Another gallery introduces us to Murakami’s studio team, who mix paint, silkscreen, assemble panels and otherwise implement the labor-intensive processes under the artist’s direction, which leads to epic, exceptionally detailed paintings and sculptures. Despite the dependence on so many hands, this facet of Murakami’s practice does not diminish their aura. The rigorous studio machine reinforces the grandeur of his works even as they explain how these works become so larger-than-life.

“The Octopus Eats Its Own Leg” includes plenty of Murakami’ sleekest, pop cultural production: the Kanye collaborations, the colorful mushrooms, and the grinning daisies. The most resonate works are those which appear to be at odds with mass appeal. In "Tan Tan Bo Puking - aka Gero Tan" (2002), the monstrous painting depicts a barely recognizable Mr. DOB oozing from a sharp-toothed, cavernous mouth as other small, floating creatures incite chaos around him. The horizon is very low in this picture, running along the bottom of the scene, and featuring a small cluster of his tiny, smiling daisies oblivious to the technicolor turmoil in the sky above them. The scene is unsettling and fantastical, the mouse’s colorful bile flowing like rivers of paint. After seeing how the young Murakami took jabs at the canon, we feel the dig here at the practice of painterly abstraction.

Murakami dispenses with his graphic, branded figures in the mid-to-late 2000s in favor of “the pursuit of timelessness,” opting for historical imagery like dragons, lions and monks. And, while his rendering is still the epitome of control, graphic sleekness is supplanted by planned imperfection. Drips of paint and shifted outlines are visible in "Of Chinese Lions, Peonies, Skulls, and Fountains" (2011), and "Dragon in Clouds - Indigo Blue" (2010) which is actually hand painted. The blue, monochromatic palette harkens to the lapiz lazuli of Murakami’s early Rothko-esque work from 1989.

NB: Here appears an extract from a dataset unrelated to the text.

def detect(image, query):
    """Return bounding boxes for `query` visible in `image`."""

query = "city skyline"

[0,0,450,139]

A pair of long, jam-packed paintings unfurl like scrolls, "100 Arhats" and "69 Arhats Beneath the Bodhi Tree" (both 2013). Craggy monks, varying from outsized to life-sized to miniature, are compounded with creatures, patterns and symbols. Murakami now freely embraces and intermixes folk, art historical and vernacular visual languages, manifesting them in his own unnerving, kaleidoscopic style. These incredibly rich, strange and detailed scenes are the opposite of the simplicity of the “Hello Kitty”-style motifs of his early inspiration. A lifetime spent looking at Murakami’s extraordinary, mythical narratives would continuously reveal new and different reads and interpretations.